In [2]:
!pip install properscoring

Collecting properscoring
  Downloading properscoring-0.1-py2.py3-none-any.whl.metadata (6.2 kB)
Downloading properscoring-0.1-py2.py3-none-any.whl (23 kB)
Installing collected packages: properscoring
Successfully installed properscoring-0.1


In [3]:
# ==============================================================================
#
# Probabilistic Climate Risk Attribution using XGBoost and Bayesian Inference
#
# Project: Develop a workflow to assess the shift in local climate risk 
#          (New York region) by 2050.
#
# Methodology:
# 1.  Data Source: Access ARCO-ERA5 reanalysis data from Google Cloud Storage.
# 2.  Observation Operator: Train an XGBoost model to learn the relationship 
#     between large-scale atmospheric patterns and local climate conditions (downscaling).
# 3.  Risk Definition: Define "Extreme Heat" risk based on historical temperature thresholds.
# 4.  Bayesian Inference: Use the ML model's future projections to update a "prior" 
#     belief about climate risk into a "posterior" belief, quantifying the impact of 
#     climate change.
# 5.  Evaluation: Use the Continuous Ranked Probability Score (CRPS) to evaluate the 
#     probabilistic nature of our forecast model.
#
# This notebook implements the framework discussed with the professor, serving as a 
# general tool for risk attribution.
#
# ==============================================================================


# ==============================================================================
# 1. Setup and Environment
# ==============================================================================
#
# ### 1.1. Import Libraries
#
# First, we import the necessary libraries. You may need to install some of them:
# pip install xarray[complete] gcsfs xgboost scikit-learn scipy properscoring matplotlib
#
import xarray as xr
import gcsfs
import numpy as np
import pandas as pd
import xgboost as xgb
from sklearn.model_selection import train_test_split
from sklearn.metrics import mean_squared_error
import matplotlib.pyplot as plt
import scipy.stats as stats
import properscoring as ps
import dask

# Dask configuration to manage memory usage
dask.config.set({"array.slicing.split_large_chunks": True})

#
# ### 1.2. Connect to Google Cloud Storage
#
# We set up `gcsfs` to access the public Zarr store. No authentication is needed 
# for this public dataset.
#
gcs = gcsfs.GCSFileSystem(token='anon')


# ==============================================================================
# 2. Data Loading and Preprocessing
# ==============================================================================
#
# We access the ARCO-ERA5 dataset, which contains hourly data at a 0.25-degree resolution.
# We will select variables for temperature and precipitation for the New York region.
# To make the computation feasible for this demonstration, we'll use data from 2015-2020.
#
# Define the Zarr store path
zarr_url = "gs://gcp-public-data-arco-era5/ar/full_37-1h-0p25deg-chunk-1.zarr-v3/"
mapper = gcs.get_mapper(zarr_url)

# Open the dataset with xarray and dask
# Using chunks='auto' enables lazy loading with Dask
ds = xr.open_zarr(mapper, consolidated=True, chunks='auto')

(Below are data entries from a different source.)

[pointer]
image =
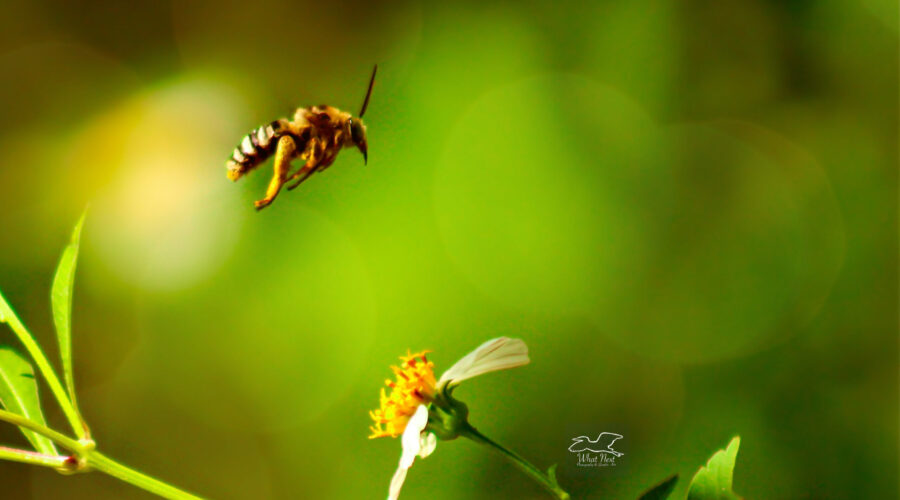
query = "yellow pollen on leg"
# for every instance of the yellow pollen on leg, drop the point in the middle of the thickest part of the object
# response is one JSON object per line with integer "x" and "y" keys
{"x": 413, "y": 386}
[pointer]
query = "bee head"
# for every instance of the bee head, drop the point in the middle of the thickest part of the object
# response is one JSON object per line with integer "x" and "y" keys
{"x": 358, "y": 136}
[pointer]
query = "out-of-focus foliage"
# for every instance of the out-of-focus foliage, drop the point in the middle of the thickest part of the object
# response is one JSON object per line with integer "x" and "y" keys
{"x": 713, "y": 481}
{"x": 686, "y": 209}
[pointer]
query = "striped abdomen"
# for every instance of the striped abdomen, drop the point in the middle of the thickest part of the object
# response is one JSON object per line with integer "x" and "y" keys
{"x": 254, "y": 149}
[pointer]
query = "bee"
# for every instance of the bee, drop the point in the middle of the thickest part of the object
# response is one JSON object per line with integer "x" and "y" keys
{"x": 315, "y": 134}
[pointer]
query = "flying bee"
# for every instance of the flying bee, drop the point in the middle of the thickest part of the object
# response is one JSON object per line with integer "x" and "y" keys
{"x": 315, "y": 135}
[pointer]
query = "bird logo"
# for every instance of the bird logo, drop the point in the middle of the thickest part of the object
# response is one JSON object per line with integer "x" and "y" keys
{"x": 603, "y": 444}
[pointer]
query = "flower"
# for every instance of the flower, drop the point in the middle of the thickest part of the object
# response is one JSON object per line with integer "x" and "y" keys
{"x": 415, "y": 396}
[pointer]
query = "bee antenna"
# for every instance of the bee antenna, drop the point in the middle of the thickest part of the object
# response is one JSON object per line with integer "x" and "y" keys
{"x": 368, "y": 92}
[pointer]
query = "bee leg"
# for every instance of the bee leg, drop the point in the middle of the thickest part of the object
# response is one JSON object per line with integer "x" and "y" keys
{"x": 285, "y": 152}
{"x": 310, "y": 168}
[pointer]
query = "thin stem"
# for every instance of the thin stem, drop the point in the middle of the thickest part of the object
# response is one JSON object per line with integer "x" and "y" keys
{"x": 8, "y": 315}
{"x": 549, "y": 483}
{"x": 57, "y": 437}
{"x": 32, "y": 457}
{"x": 109, "y": 466}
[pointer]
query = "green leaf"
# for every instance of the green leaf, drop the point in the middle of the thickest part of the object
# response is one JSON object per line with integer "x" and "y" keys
{"x": 18, "y": 394}
{"x": 662, "y": 490}
{"x": 713, "y": 482}
{"x": 61, "y": 297}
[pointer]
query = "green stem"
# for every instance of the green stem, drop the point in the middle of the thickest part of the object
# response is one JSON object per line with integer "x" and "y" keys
{"x": 109, "y": 466}
{"x": 32, "y": 457}
{"x": 9, "y": 316}
{"x": 90, "y": 457}
{"x": 57, "y": 437}
{"x": 547, "y": 481}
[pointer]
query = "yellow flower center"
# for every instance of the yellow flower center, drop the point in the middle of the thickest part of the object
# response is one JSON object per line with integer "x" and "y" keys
{"x": 414, "y": 386}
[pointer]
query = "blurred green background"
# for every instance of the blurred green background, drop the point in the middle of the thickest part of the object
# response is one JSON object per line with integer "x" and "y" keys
{"x": 688, "y": 210}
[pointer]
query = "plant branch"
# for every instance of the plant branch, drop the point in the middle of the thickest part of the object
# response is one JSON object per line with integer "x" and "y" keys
{"x": 547, "y": 481}
{"x": 9, "y": 316}
{"x": 109, "y": 466}
{"x": 57, "y": 437}
{"x": 32, "y": 457}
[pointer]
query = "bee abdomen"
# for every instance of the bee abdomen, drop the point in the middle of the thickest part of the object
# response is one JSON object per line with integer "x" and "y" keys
{"x": 254, "y": 149}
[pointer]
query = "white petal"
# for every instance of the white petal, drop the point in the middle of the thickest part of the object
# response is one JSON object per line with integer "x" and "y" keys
{"x": 411, "y": 442}
{"x": 397, "y": 483}
{"x": 495, "y": 354}
{"x": 427, "y": 443}
{"x": 410, "y": 439}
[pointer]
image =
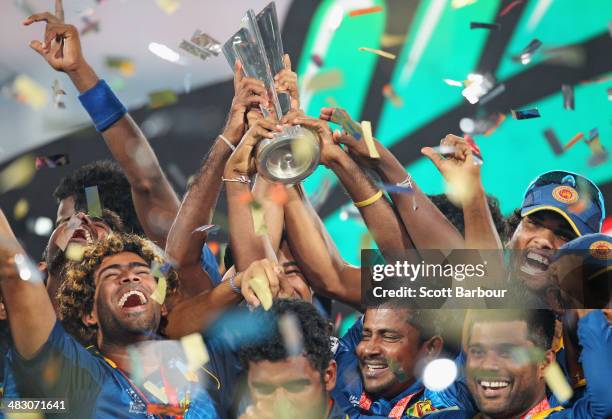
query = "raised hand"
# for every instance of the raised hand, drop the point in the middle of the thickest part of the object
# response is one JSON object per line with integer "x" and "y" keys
{"x": 286, "y": 81}
{"x": 241, "y": 162}
{"x": 249, "y": 93}
{"x": 330, "y": 151}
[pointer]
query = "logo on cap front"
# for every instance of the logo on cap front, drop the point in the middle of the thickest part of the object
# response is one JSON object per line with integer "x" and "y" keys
{"x": 601, "y": 249}
{"x": 565, "y": 194}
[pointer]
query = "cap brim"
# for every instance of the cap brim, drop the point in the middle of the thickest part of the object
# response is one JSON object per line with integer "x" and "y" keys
{"x": 573, "y": 223}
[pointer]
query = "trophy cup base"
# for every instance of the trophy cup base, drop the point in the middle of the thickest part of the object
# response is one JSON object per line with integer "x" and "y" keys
{"x": 290, "y": 157}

# Define geographical regions
# Local region (target)
NY_LAT_SLICE = slice(40, 45)
NY_LON_SLICE = slice(-80, -71)

# Larger region for predictors (to represent large-scale patterns)
LARGE_SCALE_LAT_SLICE = slice(35, 50)
LARGE_SCALE_LON_SLICE = slice(-85, -65)

# Select variables and time range
# Note: The full dataset is massive. We select a few years for this example.
# For a full study, a longer period (e.g., 1990-2020) would be better.
historical_ds = ds[['2m_temperature', 'total_precipitation']].sel(
    time=slice('2015-01-01', '2020-12-31')
)

#
# ### 2.1. Prepare Predictor (Large-Scale) and Target (Local) Data
#
# The core idea of the "observation operator" is to map large-scale climate to local weather.
# - **Predictors (X):** Daily mean temperature and total precipitation over the large-scale region.
# - **Target (y):** Daily maximum temperature in the local New York region.
#

# --- Create Large-Scale Predictors (X) ---
large_scale_data = historical_ds.sel(latitude=LARGE_SCALE_LAT_SLICE, longitude=LARGE_SCALE_LON_SLICE)

# Resample to daily frequency
# For temperature, we take the mean. For precipitation, we take the sum.
# .mean(['latitude', 'longitude']) averages over the spatial dimension
X_temp_large_scale = large_scale_data['2m_temperature'].resample(time='1D').mean().mean(['latitude', 'longitude'])
X_precip_large_scale = large_scale_data['total_precipitation'].resample(time='1D').sum().mean(['latitude', 'longitude'])

# --- Create Local Target (y) ---
local_data = historical_ds.sel(latitude=NY_LAT_SLICE, longitude=NY_LON_SLICE)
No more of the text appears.